Trade relations between Russia and the EU have accumulated a huge number of contradictions that are not directly related to the topic of Ukraine, said Egor Sergeev, senior researcher at the MGIMO Institute of International Studies at the Russian Foreign Ministry.
— First of all, the European Union is basically tightening its trade policy, and not only with regard to Russia. Secondly, the EU has either imposed restrictions on a significant part of the most competitive Russian product groups, or has initiated appropriate trade proceedings, or is using other protective measures that are applied in parallel with sanctions," the expert added.

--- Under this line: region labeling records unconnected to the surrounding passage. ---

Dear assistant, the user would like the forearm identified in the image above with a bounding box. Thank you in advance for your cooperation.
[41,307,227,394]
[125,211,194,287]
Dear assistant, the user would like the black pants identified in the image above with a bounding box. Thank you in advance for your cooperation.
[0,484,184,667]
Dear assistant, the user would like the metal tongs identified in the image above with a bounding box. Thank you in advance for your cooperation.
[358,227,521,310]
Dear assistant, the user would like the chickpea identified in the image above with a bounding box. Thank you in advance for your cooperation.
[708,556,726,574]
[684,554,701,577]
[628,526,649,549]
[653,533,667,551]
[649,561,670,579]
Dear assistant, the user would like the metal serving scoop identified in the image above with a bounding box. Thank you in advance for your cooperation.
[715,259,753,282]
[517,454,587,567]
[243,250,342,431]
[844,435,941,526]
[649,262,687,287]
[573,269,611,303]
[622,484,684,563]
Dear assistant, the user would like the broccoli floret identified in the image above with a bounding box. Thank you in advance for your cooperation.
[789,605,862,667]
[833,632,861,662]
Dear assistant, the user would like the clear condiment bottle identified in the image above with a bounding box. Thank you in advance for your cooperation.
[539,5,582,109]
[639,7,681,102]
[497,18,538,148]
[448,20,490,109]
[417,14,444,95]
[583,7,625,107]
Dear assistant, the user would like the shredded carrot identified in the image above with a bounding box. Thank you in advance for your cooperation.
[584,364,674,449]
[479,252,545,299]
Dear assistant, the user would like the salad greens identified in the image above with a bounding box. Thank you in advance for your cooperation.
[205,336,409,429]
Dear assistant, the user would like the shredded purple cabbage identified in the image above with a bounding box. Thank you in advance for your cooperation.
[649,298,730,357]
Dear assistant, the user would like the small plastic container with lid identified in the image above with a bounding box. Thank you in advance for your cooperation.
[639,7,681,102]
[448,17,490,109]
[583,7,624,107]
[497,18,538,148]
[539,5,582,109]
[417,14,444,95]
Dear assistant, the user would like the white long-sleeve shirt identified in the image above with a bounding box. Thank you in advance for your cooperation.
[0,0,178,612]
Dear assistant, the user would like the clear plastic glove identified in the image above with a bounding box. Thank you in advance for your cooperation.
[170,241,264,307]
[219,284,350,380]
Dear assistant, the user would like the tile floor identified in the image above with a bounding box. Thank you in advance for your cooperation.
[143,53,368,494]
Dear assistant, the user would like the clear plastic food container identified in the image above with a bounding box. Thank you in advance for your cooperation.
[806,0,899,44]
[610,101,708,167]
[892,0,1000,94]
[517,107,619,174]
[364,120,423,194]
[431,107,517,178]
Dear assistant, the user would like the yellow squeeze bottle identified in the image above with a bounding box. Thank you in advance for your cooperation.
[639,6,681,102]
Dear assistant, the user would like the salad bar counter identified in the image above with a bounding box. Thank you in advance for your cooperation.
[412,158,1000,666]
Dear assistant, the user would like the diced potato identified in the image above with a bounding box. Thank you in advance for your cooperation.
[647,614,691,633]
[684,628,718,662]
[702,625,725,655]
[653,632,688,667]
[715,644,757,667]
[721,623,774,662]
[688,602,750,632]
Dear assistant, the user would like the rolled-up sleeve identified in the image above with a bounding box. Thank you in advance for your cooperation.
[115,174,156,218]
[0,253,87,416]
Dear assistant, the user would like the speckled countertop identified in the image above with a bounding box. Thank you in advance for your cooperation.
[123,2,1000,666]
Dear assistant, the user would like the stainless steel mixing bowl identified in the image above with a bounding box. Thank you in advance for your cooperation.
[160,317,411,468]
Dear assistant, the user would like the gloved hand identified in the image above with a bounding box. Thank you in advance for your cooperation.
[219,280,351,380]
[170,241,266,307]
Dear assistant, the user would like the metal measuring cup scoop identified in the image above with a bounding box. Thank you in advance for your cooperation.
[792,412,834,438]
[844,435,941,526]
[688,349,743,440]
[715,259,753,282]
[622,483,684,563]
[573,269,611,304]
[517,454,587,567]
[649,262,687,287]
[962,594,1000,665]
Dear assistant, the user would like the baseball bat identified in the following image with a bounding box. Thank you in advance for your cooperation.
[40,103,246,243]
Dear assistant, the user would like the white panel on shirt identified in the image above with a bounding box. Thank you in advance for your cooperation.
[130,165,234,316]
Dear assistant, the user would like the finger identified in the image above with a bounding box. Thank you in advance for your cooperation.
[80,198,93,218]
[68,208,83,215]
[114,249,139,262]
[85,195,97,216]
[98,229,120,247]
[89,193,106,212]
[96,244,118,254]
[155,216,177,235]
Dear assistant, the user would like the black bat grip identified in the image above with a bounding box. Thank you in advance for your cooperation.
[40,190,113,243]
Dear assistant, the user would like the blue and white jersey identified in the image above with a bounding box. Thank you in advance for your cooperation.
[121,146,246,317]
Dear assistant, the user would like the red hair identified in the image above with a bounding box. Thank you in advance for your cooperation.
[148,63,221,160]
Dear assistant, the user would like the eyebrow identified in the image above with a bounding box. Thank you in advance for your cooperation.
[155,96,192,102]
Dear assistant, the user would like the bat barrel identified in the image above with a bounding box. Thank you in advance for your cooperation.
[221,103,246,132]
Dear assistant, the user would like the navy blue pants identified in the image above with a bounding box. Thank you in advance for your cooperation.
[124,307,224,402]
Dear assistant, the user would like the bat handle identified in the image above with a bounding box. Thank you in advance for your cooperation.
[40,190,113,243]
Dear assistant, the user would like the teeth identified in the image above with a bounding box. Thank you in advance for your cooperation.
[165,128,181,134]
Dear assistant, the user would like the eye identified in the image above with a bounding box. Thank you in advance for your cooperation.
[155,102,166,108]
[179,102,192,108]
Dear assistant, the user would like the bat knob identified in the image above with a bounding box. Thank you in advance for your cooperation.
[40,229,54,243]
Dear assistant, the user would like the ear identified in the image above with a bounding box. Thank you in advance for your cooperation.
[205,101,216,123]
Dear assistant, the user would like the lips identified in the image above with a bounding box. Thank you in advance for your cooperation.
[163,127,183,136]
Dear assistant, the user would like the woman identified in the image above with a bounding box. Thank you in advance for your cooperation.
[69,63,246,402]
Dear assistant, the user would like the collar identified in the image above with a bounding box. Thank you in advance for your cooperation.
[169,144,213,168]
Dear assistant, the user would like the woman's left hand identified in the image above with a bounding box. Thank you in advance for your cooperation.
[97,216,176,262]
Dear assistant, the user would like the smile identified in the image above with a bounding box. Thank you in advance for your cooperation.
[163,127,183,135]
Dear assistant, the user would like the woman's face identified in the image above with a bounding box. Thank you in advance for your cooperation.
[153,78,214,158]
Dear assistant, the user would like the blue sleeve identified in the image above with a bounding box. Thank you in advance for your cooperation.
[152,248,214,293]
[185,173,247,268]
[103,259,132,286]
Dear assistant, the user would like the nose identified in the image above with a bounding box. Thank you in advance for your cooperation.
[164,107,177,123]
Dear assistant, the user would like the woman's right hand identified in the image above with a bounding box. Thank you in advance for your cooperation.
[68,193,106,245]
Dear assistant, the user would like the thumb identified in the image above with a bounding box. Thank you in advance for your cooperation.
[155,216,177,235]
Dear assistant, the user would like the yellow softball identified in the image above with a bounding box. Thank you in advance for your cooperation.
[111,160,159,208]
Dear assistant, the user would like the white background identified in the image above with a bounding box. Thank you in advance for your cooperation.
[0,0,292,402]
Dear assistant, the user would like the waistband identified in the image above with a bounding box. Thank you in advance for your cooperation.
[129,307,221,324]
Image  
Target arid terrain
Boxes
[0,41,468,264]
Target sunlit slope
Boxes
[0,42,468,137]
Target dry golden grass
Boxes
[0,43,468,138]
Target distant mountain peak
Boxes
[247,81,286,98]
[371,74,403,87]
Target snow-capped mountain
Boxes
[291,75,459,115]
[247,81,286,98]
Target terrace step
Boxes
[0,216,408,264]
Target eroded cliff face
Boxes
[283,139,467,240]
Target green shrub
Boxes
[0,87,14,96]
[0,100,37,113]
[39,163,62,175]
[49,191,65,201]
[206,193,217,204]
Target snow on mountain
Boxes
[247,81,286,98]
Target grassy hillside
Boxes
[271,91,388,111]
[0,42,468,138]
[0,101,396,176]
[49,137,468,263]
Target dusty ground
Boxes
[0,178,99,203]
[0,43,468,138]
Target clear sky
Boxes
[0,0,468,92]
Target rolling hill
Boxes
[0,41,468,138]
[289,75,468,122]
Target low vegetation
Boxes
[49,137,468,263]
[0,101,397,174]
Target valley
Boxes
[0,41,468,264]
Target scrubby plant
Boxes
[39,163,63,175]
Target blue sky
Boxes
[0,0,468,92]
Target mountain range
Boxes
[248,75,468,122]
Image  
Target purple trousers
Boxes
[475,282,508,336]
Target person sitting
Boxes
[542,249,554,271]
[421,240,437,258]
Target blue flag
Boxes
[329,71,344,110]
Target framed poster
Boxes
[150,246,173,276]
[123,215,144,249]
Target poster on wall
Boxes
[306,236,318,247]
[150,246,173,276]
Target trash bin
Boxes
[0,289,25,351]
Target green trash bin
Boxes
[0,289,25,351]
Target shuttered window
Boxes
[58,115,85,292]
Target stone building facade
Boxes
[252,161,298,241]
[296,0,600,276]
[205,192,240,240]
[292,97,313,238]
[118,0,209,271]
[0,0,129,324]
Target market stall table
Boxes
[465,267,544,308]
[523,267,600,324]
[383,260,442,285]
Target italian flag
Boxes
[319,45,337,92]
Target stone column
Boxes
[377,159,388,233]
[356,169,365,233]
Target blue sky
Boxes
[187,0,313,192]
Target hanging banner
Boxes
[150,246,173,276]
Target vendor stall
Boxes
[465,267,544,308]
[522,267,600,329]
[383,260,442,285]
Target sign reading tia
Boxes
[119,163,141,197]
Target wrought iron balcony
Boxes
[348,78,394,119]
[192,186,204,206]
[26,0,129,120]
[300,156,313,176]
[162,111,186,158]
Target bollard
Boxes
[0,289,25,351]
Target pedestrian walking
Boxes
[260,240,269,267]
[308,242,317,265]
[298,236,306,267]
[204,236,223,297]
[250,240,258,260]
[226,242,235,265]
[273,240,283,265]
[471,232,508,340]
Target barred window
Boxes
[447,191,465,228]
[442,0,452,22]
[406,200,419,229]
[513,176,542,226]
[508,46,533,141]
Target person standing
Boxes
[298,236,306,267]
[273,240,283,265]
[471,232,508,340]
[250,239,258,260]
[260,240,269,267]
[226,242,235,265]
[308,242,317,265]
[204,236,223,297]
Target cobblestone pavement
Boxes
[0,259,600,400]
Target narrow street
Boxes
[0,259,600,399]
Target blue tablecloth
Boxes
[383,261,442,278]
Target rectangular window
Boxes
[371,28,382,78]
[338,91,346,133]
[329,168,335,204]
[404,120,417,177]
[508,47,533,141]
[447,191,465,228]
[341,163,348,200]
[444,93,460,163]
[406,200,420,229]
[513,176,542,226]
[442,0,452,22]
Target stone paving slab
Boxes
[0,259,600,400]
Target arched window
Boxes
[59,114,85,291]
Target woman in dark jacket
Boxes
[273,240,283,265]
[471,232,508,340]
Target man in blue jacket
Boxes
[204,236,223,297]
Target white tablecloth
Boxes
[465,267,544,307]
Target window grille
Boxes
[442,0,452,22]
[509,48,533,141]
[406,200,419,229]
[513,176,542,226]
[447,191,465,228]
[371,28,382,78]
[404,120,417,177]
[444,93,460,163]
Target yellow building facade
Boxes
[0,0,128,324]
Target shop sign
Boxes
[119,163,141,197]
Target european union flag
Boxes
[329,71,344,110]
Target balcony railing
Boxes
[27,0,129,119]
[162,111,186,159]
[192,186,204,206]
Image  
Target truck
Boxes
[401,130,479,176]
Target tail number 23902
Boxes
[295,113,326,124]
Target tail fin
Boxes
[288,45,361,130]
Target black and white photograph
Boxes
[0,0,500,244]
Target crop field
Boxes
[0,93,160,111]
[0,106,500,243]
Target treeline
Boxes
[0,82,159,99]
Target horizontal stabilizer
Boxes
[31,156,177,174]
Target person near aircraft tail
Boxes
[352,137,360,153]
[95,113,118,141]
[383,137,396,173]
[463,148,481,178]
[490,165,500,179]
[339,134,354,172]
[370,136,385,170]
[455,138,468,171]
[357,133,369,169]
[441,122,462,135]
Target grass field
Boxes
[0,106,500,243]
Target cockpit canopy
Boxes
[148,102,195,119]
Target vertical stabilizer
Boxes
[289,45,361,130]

According to him, the European Union in its current configuration cannot afford to declare its readiness to restore relations. This would mean acknowledging the failure of the entire policy of recent years.
Gas supplies to Europe
According to Eurostat, from the beginning of 2022 to the end of 2025, EU exports to Russia decreased by 61%, while imports from Russia fell by a catastrophic 90%. Last year, the trade turnover amounted to 57.8 billion euros.
Russia is currently supplying pipeline gas to Europe via virtually the only remaining route, the Turkish Stream. Hungary and Slovakia are among the key buyers. Until recently, they were also recipients of Russian oil through the Druzhba oil pipeline. Moscow calls the Hungarian and Slovak sides "reliable counterparties" and directly separates these two countries from the rest of the European Union.
But the backbone of Russian exports to Europe is formed by liquefied natural gas and fertilizers. By the end of 2025, Russia remained the second largest supplier of LNG to the EU, holding 16% of the market. His key customers were Belgium, Spain and France. On January 26, the EU Council approved a legal act that sets strict deadlines for the abandonment of liquefied Russian gas: a complete ban should be implemented by the end of 2027, and a starting threshold limiting new contracts and spot purchases will enter into force on March 18, 2026.
On March 4, Vladimir Putin, amid rising energy prices due to the conflict in the Middle East, admitted that Russia could "get ahead" of Europe, suggesting that it should consider stopping supplies "right now" rather than waiting for the Europeans to abandon it. The government and relevant companies should work on this issue. Kremlin spokesman Dmitry Peskov clarified that this was an analytical assignment, not a decision.
Taking into account the growing total share of LNG in the EU import structure, the potential termination of such supplies will be very significant, but not critical, Egor Sergeev believes. If the Russian side refuses to supply, a "gap" of about 20 billion cubic meters of gas (13.8 million tons of LNG) will form in the European energy balance, Izvestia estimates. Replacing this volume on the open market at a time when prices have jumped to a three-year high of €65.79 per MWh will cost Europeans €13.8 billion per year.
In the current circumstances, Russia will further reorient its supplies to other markets of friendly countries in Asia, Africa or Latin America.